Suisse

Chute dramatique de Franziska Rochat-Moser dans les Préalpes

Vaud. Une corniche a cédé sous la championne, qui faisait une randonnée au-dessus de L'Etivaz. L'état de la victime est critique

La marathonienne Franziska Rochat-Moser a été victime mercredi après-midi d'un grave accident lors d'une course de montagne dans les Préalpes vaudoises. Au CHUV où elle a été héliportée par Air Glacier, elle était hier soir dans un état critique après avoir subi une intervention chirurgicale. A 36 ans, cette sportive qui s'est retirée l'année dernière de la compétition reste une des figures parmi les plus populaires de Suisse. Outre sa victoire au marathon de New York qu'elle avait gagné en 1997, le couple qu'elle forme avec le cuisinier Philippe Rochat n'y est pas pour rien: aux portes de Lausanne, tous deux animent le restaurant de l'Hôtel de Ville de Crissier que Freddy Girardet a rendu mondialement célèbre. Le drame s'est déroulé au sommet des crêtes qui surplombent au nord les Diablerets. Avec deux compagnons de 50 et 55 ans, Franziska Rochat-Moser a entrepris une course à peau de phoque très pratiquée qui part de L'Etivaz (1140 mètres d'altitude) pour monter jusqu'au col de Seron (2153 m). Là, les trois randonneurs ont enlevé leurs skis pour suivre une arrête et se rapprocher de La Para (2540 m), un sommet de cette petite chaîne des Préalpes. Dans des conditions satisfaisantes, cette ascension ne présente pas de difficultés particulières. Mais si l'arrête est relativement large, son versant nord donnant sur la combe rocheuse qui domine le vallon de L'Etivaz est vertigineux. Le drame s'est produit vers 14 h 30, alors que le groupe redescendait vers le col de Seron pour récupérer ses skis. A la suite de ses deux compagnons, Franziska Rochat-Moser s'est engagée sur une corniche de neige qui a cédé sous son poids. Elle a alors fait une chute de 500 à 700 mètres et s'est retrouvée ensevelie sous la coulée qu'elle avait provoquée.

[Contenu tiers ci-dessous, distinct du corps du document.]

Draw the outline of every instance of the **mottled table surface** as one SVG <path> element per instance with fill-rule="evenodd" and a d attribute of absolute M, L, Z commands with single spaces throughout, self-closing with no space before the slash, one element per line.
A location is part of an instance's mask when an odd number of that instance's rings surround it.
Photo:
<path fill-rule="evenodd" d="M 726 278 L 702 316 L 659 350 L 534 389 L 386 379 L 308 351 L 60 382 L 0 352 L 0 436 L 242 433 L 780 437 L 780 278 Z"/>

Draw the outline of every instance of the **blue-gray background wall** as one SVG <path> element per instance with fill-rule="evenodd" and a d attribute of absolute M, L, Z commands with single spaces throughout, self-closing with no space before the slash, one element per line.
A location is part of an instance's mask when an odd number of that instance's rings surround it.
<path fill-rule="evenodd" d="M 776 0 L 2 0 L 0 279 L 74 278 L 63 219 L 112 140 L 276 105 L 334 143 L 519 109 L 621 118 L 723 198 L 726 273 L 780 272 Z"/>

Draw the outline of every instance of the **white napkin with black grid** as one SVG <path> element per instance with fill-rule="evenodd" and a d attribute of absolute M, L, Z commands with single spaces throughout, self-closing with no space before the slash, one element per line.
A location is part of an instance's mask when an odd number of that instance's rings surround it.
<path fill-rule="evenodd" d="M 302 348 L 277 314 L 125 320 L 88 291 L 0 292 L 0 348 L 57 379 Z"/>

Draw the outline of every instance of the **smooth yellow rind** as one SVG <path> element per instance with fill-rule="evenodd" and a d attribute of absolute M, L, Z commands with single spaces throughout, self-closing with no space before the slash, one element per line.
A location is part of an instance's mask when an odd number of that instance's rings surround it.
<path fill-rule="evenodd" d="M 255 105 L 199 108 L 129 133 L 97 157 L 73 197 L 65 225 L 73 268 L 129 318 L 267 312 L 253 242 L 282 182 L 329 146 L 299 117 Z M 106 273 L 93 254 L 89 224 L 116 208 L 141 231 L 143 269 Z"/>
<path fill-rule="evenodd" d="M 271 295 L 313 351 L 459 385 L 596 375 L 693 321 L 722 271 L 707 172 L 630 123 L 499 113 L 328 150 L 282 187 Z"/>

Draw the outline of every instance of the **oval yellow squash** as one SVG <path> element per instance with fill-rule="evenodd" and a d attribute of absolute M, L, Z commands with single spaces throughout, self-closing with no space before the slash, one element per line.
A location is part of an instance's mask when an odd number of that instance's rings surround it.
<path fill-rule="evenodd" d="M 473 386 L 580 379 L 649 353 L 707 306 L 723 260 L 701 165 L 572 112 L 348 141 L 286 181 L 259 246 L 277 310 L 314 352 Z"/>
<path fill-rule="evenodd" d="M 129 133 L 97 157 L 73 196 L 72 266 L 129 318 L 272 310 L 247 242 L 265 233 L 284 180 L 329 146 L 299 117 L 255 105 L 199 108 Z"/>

Ses accompagnateurs étaient très bien équipés et disposaient d'une radio et de téléphones mobiles, pelles et sondes. Tandis que l'un alertait les secours, l'autre est parvenu à se rendre à ski jusqu'où se trouvait Franziska Rochat-Moser. Grâce aux DVA (système de détection de victimes d'avalanche) dont ils s'étaient munis, le sauveteur improvisé a pu dégager rapidement la malheureuse. Deux hélicoptères d'Air Glacier n'ont pas tardé à les repérer. Les conditions du drame ne sont pas encore exactement établies. Mais dans la région, c'est la stupeur. D'abord en raison de l'identité de la victime, mais aussi des circonstances. Aux Diablerets, un alpiniste aguerri ne comprend pas: «Aucun d'entre nous ne se lancerait dans une telle course actuellement. Car les conditions d'enneigement la rendent extrêmement dangereuse. Ne gelant pas la nuit, le manteau de neige est très mouvant. De plus les trois randonneurs sont arrivés dans la zone exposée en début d'après-midi, au plus mauvais moment.» Entre mardi et mercredi, quatre personnes sont décédées dans les Alpes suisses après avoir été emportées par des avalanches ou coulées.